SwiGLU
An activation function for Transformer FFN blocks combining Swish gating with linear projection, standard in modern LLMs like LLaMA.
SwiGLU combines Swish gating with linear projection – the standard activation in LLaMA, Mistral, and modern LLMs for better quality at same size.
Explanation
SwiGLU(x) = Swish(xW₁) ⊙ (xW₂), where ⊙ is element-wise multiplication. Combines gating (Swish) with linear transformation. Needs 3 projection matrices instead of 2 (with GELU-FFN), but better quality at same parameter count.
Marketing Relevance
SwiGLU is the standard activation function in LLaMA, Mistral, Gemma, and most modern open-source LLMs.
Common Pitfalls
Higher memory due to 3 instead of 2 projections.
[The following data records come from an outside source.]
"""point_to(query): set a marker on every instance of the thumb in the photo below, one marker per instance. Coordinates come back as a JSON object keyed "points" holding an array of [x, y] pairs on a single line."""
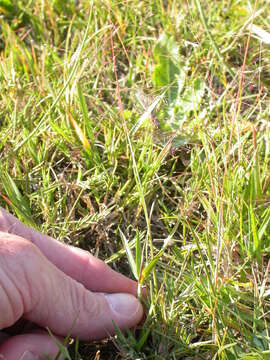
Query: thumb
{"points": [[52, 299]]}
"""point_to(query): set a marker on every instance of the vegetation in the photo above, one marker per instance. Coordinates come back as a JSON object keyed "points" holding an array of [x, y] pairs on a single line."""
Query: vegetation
{"points": [[139, 130]]}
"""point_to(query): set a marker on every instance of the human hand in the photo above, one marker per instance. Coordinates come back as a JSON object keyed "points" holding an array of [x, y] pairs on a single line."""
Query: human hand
{"points": [[60, 287]]}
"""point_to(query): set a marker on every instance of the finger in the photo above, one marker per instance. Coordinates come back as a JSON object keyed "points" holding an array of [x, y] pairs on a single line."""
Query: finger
{"points": [[35, 288], [30, 346], [77, 263]]}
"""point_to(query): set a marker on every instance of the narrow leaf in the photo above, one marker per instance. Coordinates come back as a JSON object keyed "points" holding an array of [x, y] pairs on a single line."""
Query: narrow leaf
{"points": [[130, 257], [80, 133]]}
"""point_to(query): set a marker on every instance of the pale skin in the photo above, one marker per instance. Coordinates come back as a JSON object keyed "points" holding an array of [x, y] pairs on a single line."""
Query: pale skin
{"points": [[58, 287]]}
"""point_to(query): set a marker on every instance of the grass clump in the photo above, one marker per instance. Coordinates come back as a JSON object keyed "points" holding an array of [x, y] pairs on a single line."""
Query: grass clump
{"points": [[139, 130]]}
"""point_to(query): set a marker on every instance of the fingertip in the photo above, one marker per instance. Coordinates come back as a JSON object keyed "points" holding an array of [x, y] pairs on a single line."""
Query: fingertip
{"points": [[127, 309]]}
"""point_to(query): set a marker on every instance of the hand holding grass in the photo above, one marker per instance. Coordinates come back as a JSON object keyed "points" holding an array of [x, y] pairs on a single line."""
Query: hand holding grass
{"points": [[59, 287]]}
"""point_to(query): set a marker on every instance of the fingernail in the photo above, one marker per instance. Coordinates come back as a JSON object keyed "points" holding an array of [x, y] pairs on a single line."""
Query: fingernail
{"points": [[123, 304], [28, 355]]}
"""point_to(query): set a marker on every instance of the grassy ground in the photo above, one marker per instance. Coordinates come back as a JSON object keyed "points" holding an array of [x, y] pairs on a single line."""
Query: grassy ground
{"points": [[144, 125]]}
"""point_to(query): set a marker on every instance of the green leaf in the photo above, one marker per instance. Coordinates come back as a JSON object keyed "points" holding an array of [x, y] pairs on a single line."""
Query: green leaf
{"points": [[168, 72], [130, 257], [138, 253]]}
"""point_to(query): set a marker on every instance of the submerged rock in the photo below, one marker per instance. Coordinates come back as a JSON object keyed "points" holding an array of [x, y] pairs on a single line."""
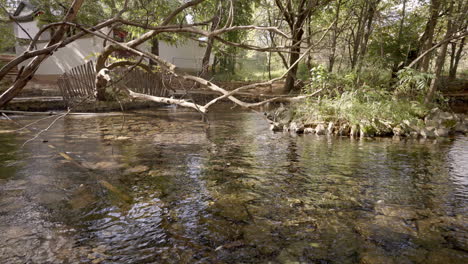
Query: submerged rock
{"points": [[297, 127], [354, 131], [330, 128], [309, 130], [320, 129]]}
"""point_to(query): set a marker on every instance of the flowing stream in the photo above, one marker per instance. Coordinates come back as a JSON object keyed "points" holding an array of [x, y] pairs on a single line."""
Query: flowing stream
{"points": [[161, 186]]}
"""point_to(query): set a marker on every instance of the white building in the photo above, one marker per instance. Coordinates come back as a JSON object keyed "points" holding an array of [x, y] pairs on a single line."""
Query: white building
{"points": [[186, 55]]}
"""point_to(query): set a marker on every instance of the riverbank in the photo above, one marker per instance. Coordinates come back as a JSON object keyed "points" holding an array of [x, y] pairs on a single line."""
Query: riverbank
{"points": [[393, 119]]}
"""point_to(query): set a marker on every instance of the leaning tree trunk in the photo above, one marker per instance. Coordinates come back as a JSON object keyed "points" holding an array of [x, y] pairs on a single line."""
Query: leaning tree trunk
{"points": [[440, 59], [209, 47], [295, 54], [332, 56], [455, 60], [28, 72], [428, 36]]}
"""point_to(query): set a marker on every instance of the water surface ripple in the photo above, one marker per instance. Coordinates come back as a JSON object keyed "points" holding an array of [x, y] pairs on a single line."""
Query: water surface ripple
{"points": [[160, 186]]}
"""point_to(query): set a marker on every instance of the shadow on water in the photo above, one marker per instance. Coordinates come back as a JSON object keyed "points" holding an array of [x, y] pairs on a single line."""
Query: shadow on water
{"points": [[163, 187]]}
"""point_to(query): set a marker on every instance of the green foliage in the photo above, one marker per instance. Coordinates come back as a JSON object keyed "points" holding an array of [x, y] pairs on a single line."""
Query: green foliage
{"points": [[412, 83], [363, 103], [7, 38]]}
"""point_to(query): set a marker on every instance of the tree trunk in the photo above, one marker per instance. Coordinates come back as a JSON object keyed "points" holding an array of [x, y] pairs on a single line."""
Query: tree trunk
{"points": [[331, 58], [396, 67], [28, 72], [456, 60], [295, 54], [154, 49], [440, 60], [209, 46], [428, 36], [371, 11]]}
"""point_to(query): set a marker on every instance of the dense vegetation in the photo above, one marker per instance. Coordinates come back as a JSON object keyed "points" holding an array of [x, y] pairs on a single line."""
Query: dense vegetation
{"points": [[385, 58]]}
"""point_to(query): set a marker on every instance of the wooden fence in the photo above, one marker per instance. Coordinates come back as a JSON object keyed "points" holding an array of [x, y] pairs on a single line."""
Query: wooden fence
{"points": [[79, 82]]}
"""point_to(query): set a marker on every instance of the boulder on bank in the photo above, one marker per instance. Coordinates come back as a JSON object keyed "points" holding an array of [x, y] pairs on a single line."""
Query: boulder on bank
{"points": [[436, 123]]}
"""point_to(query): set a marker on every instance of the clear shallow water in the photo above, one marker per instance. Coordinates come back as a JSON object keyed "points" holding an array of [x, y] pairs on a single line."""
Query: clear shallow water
{"points": [[179, 191]]}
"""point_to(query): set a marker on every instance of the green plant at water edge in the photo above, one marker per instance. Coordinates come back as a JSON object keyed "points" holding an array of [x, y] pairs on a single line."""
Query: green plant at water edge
{"points": [[364, 103], [412, 83]]}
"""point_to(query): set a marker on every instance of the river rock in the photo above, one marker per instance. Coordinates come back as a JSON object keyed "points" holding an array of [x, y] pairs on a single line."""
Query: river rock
{"points": [[427, 132], [441, 132], [309, 130], [330, 128], [275, 126], [297, 127], [399, 131], [366, 129], [354, 132], [344, 129], [446, 255], [320, 129]]}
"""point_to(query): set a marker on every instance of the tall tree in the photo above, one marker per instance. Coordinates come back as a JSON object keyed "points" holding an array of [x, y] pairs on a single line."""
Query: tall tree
{"points": [[296, 13]]}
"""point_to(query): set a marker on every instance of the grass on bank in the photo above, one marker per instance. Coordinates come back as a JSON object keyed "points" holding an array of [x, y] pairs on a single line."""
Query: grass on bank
{"points": [[348, 99]]}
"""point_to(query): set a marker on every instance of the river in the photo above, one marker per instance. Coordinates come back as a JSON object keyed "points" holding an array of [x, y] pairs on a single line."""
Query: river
{"points": [[162, 186]]}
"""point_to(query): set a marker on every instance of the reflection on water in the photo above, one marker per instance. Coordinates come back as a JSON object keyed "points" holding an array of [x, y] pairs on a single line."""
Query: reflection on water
{"points": [[163, 187]]}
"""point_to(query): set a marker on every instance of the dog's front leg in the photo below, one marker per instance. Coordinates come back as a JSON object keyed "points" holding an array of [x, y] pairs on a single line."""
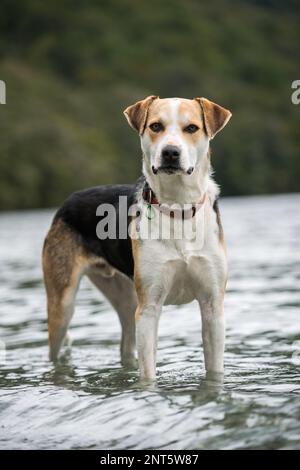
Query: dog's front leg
{"points": [[147, 318], [213, 334]]}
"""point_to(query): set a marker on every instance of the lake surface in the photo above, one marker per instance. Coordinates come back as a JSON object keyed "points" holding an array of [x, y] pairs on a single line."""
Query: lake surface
{"points": [[89, 402]]}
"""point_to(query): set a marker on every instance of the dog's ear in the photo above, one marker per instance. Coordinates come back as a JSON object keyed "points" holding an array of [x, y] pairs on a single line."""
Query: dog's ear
{"points": [[136, 114], [215, 117]]}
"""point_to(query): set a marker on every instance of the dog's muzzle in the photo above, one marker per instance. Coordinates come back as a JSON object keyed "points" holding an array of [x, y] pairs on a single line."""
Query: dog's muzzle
{"points": [[170, 161]]}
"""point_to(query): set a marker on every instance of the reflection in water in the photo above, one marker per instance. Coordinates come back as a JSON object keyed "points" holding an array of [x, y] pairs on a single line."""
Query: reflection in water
{"points": [[87, 400]]}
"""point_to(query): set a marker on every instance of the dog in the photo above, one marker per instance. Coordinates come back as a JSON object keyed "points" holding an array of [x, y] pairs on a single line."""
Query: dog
{"points": [[139, 275]]}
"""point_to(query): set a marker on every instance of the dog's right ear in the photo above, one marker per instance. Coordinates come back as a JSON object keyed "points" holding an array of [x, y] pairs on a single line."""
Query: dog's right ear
{"points": [[136, 114]]}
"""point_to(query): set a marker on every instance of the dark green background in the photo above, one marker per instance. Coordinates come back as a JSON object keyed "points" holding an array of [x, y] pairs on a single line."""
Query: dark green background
{"points": [[71, 67]]}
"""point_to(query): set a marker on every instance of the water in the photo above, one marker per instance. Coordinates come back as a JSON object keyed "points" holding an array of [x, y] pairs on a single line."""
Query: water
{"points": [[89, 401]]}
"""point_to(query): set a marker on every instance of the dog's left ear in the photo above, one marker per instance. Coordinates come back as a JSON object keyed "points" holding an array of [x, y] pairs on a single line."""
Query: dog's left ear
{"points": [[215, 116], [136, 114]]}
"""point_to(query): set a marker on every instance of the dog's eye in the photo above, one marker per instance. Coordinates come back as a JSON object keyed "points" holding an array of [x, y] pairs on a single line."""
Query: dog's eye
{"points": [[156, 127], [191, 129]]}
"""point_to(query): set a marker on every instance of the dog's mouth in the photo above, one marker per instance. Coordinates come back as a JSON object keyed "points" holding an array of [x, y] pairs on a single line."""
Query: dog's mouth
{"points": [[172, 170]]}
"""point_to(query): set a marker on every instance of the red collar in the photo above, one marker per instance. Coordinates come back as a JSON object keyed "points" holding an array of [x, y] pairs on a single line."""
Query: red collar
{"points": [[150, 198]]}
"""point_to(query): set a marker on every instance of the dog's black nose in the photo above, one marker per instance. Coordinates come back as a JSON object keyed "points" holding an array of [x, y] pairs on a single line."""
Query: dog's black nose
{"points": [[170, 154]]}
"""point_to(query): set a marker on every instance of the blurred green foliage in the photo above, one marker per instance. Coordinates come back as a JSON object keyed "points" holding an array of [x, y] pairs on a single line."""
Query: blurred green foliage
{"points": [[71, 67]]}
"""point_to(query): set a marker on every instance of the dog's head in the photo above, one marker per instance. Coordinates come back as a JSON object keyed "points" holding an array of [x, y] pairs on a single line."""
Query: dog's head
{"points": [[175, 132]]}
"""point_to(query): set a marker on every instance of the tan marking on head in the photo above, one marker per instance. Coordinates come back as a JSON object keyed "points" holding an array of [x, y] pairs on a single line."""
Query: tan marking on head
{"points": [[215, 116], [137, 113], [189, 113]]}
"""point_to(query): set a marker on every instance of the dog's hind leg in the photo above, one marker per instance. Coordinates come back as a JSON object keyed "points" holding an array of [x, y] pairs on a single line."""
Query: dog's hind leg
{"points": [[63, 266], [120, 292]]}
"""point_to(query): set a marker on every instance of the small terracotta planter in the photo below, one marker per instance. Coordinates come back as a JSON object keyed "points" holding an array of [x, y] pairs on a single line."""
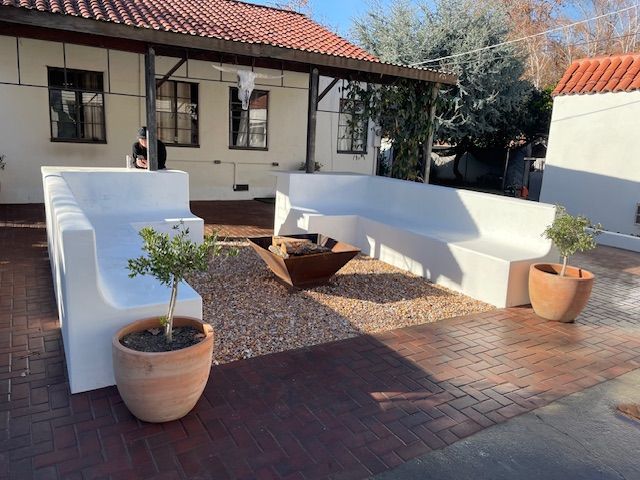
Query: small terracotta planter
{"points": [[163, 386], [558, 298]]}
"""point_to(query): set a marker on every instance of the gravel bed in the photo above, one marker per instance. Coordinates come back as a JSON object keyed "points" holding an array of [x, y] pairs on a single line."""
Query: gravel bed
{"points": [[253, 314]]}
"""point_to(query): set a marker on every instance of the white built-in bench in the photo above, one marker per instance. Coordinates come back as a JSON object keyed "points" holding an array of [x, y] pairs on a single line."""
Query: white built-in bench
{"points": [[475, 243], [93, 220]]}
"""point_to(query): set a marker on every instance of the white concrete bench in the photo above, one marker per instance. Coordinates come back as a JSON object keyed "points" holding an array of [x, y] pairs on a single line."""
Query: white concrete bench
{"points": [[475, 243], [93, 220]]}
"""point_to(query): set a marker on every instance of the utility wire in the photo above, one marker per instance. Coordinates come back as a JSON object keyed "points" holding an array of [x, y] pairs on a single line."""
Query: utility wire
{"points": [[498, 55], [509, 42]]}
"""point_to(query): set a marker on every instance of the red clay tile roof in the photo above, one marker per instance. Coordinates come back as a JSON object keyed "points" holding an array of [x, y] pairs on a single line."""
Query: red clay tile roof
{"points": [[224, 19], [617, 73]]}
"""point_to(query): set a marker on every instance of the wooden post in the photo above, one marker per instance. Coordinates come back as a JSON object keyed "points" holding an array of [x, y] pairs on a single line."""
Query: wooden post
{"points": [[150, 92], [314, 81], [428, 146]]}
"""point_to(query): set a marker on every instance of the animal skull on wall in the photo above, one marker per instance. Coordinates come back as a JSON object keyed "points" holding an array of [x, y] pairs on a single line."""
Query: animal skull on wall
{"points": [[246, 82]]}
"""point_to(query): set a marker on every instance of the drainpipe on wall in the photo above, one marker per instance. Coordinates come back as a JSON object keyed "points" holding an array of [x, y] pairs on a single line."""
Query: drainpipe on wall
{"points": [[314, 81], [428, 147], [150, 94]]}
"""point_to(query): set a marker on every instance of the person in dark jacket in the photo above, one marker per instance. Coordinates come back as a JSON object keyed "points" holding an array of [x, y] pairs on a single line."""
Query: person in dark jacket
{"points": [[139, 152]]}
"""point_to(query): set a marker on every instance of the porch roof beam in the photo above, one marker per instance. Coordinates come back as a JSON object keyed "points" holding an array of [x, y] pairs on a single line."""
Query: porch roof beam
{"points": [[375, 72], [327, 90], [173, 70]]}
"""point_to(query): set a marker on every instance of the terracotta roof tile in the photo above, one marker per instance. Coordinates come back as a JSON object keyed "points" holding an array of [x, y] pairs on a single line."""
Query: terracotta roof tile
{"points": [[616, 73], [224, 19]]}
Inner dimension typically 2/3 of standard FFN to match parameter budget.
Origin & History
Shazeer (2020) compared various GLU variants for Transformers and found SwiGLU as the best option. PaLM (2022) and LLaMA (2023) adopted SwiGLU and made it the de facto standard for open-source LLMs.
Comparisons & Differences
SwiGLU vs. GELU
GELU is ungated (simple activation); SwiGLU uses gating for better expressiveness with more parameters.
SwiGLU vs. ReLU
ReLU is the simplest activation; SwiGLU is significantly more complex with gating but significantly better LLM quality.